Burger King was listed at the Indian stock market on 14th December. The IPO share price of Burger King was ₹ 60 per share.
At the bottom of this very article, we had also said people will find it difficult to sell shares of the company if the stock hits ‘Lower Circuit’. That’s exactly what has happened.
The company was getting valued higher than McDonald’s and Domino’s – i.e. when valued based on revenue to market cap. These were insane valuations and a crash was inevitable.
It looks like the Qualified Institutional Buyers are now selling, after retail investors lined up to buy at 220 rupees per share this morning.
Once again, avoid ‘hot stocks’. Remember, there is no quick or easy money in the stock market. Invest your time in learning and gaining experience, only then can you make money in the long run.
Do read the below article if you haven’t already.
The IPO was over-subscribed more than 156 times and the Grey Market Price (GMP) went as high as 59 rupees before the listing. This suggested a bumper listing, but what followed after the listing surprised and even shocked many market participants.
The Burger King Share Price was locked in Upper Circuit for 3 continuous days and the company has attracted even PMS fund managers like Basant Maheshwari – who bought more than 24 lakh shares at ₹ 112.79 per share on the listing day.

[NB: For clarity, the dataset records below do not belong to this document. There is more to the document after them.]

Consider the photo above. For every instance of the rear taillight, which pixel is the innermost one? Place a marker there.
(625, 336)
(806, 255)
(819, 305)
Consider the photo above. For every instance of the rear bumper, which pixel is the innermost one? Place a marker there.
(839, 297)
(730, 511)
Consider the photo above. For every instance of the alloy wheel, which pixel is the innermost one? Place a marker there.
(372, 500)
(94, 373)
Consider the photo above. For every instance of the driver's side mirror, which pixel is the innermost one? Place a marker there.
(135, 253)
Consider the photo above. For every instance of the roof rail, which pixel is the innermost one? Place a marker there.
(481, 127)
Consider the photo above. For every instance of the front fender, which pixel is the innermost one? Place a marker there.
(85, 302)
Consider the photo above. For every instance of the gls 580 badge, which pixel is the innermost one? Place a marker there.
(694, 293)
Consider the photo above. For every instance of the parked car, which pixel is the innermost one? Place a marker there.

If the chart above looks confusing to you, let me explain.
The IPO was priced at 60.
The share price on opening at 10AM on 14th December was ₹ 115 per share.
It went to a low of ₹ 108.40 per share immediately after listing and then continued to rise throughout the day.

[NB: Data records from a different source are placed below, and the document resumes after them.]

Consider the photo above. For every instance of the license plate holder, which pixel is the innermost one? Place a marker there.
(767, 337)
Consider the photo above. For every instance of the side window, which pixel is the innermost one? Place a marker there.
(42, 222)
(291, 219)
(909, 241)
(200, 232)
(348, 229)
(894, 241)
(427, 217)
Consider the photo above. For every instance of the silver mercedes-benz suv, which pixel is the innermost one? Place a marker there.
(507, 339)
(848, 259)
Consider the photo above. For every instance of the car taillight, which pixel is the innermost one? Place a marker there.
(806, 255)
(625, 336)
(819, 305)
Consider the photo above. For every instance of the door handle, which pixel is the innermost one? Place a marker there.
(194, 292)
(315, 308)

From 1:30PM onwards, the share price of Burger King was locked in upper circuit of ₹ 135 per share. It closed the day at the same price.
When a stock gets locked in upper circuit, it means there are a lot of buyers, but not enough sellers. In other words, the buyers were clearly outnumbering the sellers.

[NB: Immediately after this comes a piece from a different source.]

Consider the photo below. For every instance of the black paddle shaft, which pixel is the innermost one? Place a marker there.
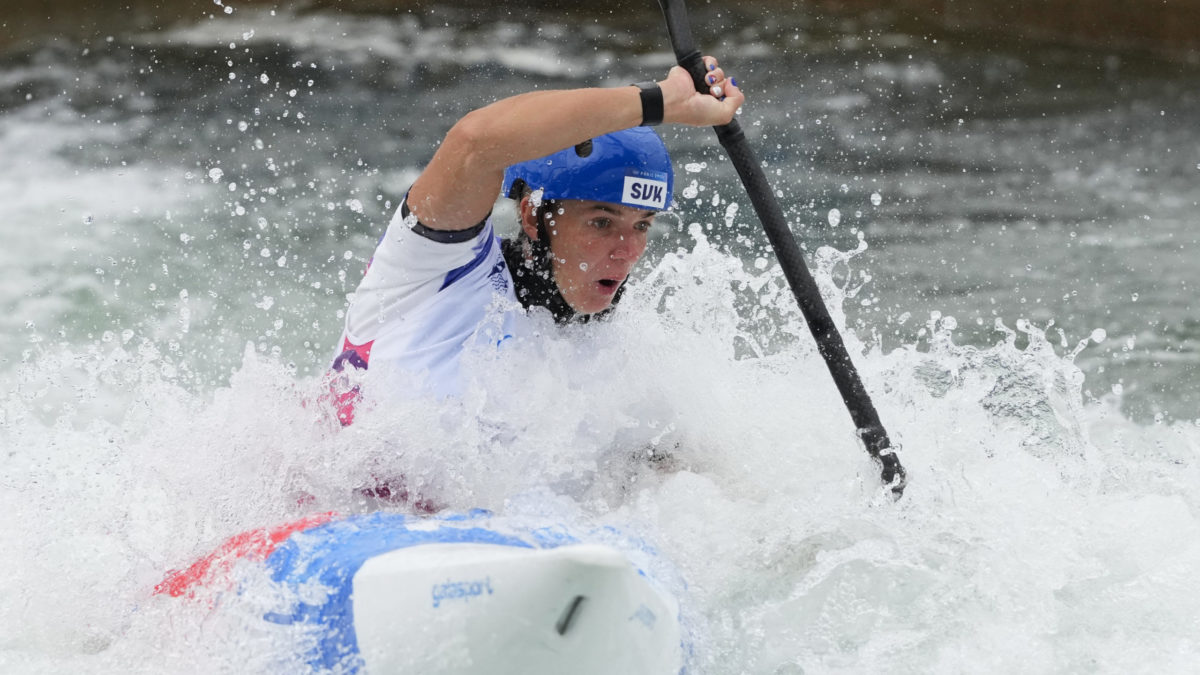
(804, 287)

This trend continued on the second day. The stock opened ‘gap up’ at ₹ 145 per share and continued to rise.
At 10:30AM on 15th December, the stock once again hit ‘upper circuit’ of ₹ 162 per share and remained there for the rest of the day.
Once again, the buyers were outnumbering the sellers by a huge margin.
16 December 2020: On the third day, the stock once again opened in upper circuit. The Burger King share price has nearly hit the ₹ 200 mark on BSE.
What’s interesting is, the company is now valued more than ‘Westlife Development’ which runs the McDonald stores – even though the annual revenue is lower for Burger King and it operates in fewer stores as compared to McDonalds.
Does Burger King deserve such lofty valuations?
Will this trend continue on Day 4? Bookmark this page and visit again tomorrow for a more detailed update.
Buy or sell Burger King?
We do not give any buy or sell recommendations on this website. However, you’ve got to be aware about the positives and negatives:
The Positives first:
- A quick research on Google and apps like Zomato will show that Burger King has positive reviews. In general, people tend to like the taste of the burgers and other items that Burger King has on its menu. This is a big positive for any restaurant.
- The company currently operates on 260 stores. It has set an ambitious target of 700 stores by December 2026. That’s 73 new stores every year for the next 6 years or 6 new stores per month.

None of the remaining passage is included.